Parce que nous croyons à la vertu des rôles modèles accessibles (ce que n’est pas tout à fait une patronne du CAC 40, et où la dimension politique de la nomination ou du maintien n’est pas anodine) pour faire bouger les lignes.
Parce qu’il faut raconter la diversité des profils entrepreneuriaux, accompagner et partager ces succès remarquables dans tous les secteurs de l’économie.
Nous avons démarré à partir de plusieurs constats.
Les PME et ETI, pourtant responsables de 55% des emplois au global (et plus du double de celui des grandes entreprises), relèvent de la boîte noire, avec peu d’éléments d’information sur le profil des dirigeants, sur les parcours d’accès aux fonctions de direction, sur la composition salariale, etc.
Nous documentons chaque année depuis 10 ans près de la moitié des entreprises françaises qui disposent de chiffres d’affaires entre 4 et 150 M€, soit 40 000 PME et ETI, et regardons la part des femmes dirigeantes et comparons leurs performances à celles de leurs homologues masculins.

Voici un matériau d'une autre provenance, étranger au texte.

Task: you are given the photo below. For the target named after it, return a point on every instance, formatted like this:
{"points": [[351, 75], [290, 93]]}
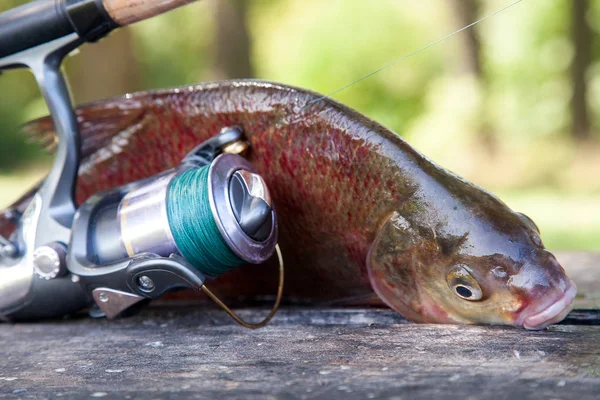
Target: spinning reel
{"points": [[125, 246]]}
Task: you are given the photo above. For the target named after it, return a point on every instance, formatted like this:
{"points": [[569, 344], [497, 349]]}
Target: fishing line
{"points": [[193, 224], [394, 62]]}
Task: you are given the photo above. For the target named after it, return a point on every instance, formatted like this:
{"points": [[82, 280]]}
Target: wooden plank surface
{"points": [[305, 353]]}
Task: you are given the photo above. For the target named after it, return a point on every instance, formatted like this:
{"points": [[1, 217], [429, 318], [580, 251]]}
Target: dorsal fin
{"points": [[98, 123]]}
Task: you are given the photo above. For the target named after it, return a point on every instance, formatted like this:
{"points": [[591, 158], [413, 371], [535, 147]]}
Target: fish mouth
{"points": [[553, 313]]}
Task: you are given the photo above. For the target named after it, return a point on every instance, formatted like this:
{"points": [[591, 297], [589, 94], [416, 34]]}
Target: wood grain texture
{"points": [[305, 353], [126, 12]]}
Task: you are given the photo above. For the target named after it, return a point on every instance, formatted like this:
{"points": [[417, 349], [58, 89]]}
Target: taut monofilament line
{"points": [[391, 64]]}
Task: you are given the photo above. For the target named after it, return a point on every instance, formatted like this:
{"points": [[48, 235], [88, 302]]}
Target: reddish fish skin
{"points": [[325, 171], [335, 177]]}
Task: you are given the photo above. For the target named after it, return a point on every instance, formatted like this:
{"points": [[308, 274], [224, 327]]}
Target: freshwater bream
{"points": [[360, 210]]}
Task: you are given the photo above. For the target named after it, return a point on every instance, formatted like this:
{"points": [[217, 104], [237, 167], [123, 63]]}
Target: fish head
{"points": [[490, 274]]}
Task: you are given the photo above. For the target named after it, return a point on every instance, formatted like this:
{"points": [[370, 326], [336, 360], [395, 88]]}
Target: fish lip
{"points": [[553, 313]]}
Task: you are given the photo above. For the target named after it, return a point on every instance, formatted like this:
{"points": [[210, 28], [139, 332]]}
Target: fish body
{"points": [[360, 211]]}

Leurs entreprises représentent entre 15% et 20% de l’échantillon global, sont de taille tout à fait similaire à leurs homologues et ne sont pas cantonnées à quelques secteurs considérés comme féminins.
Fait plus remarquable encore, à taille et secteur homogènes, elles surperforment, avec une rentabilité moyenne à près de 9% versus 6% pour leurs homologues.
Ces entreprises remarquables sont-elles pour autant reconnues? Prennent-elles pour autant la place qui leur revient dans les media, les réseaux institutionnels et politiques?
Certainement pas, même si nous nous attelons à faire la lumière sur elles.
Plus dérangeant encore, si on regarde la façon dont elles sont financées pour soutenir leur croissance, elles ont en moyenne six fois moins de probabilité d’être accompagnées par les acteurs du capital-investissement français.
Toute l’initiative de Women Equity Partners, au fil des années dédiées au soutien des PME et ETI dirigées par des femmes, vise à identifier et mettre en évidence l’incroyable richesse d’un univers d’entreprises largement méconnu et encore aujourd’hui relativement ignoré, dirigées par des managements remarquables, qui excellent sous de nombreuses contraintes, de visibilité et de reconnaissance, de faible intégration dans les réseaux d’affaires traditionnels, comme de financement en capital.
La plateforme Women Equity a été développée à partir des attentes identifiées et exprimées par des dirigeantes de PME qui comptent parmi les plus performantes.
Sa mission: construire un écosystème favorable qui leur permet de majorer l’impact économique, financier, social et sociétal des entreprises dont elles ont la responsabilité. Et concourir ainsi à l’émergence de champions régionaux, nationaux, et internationaux.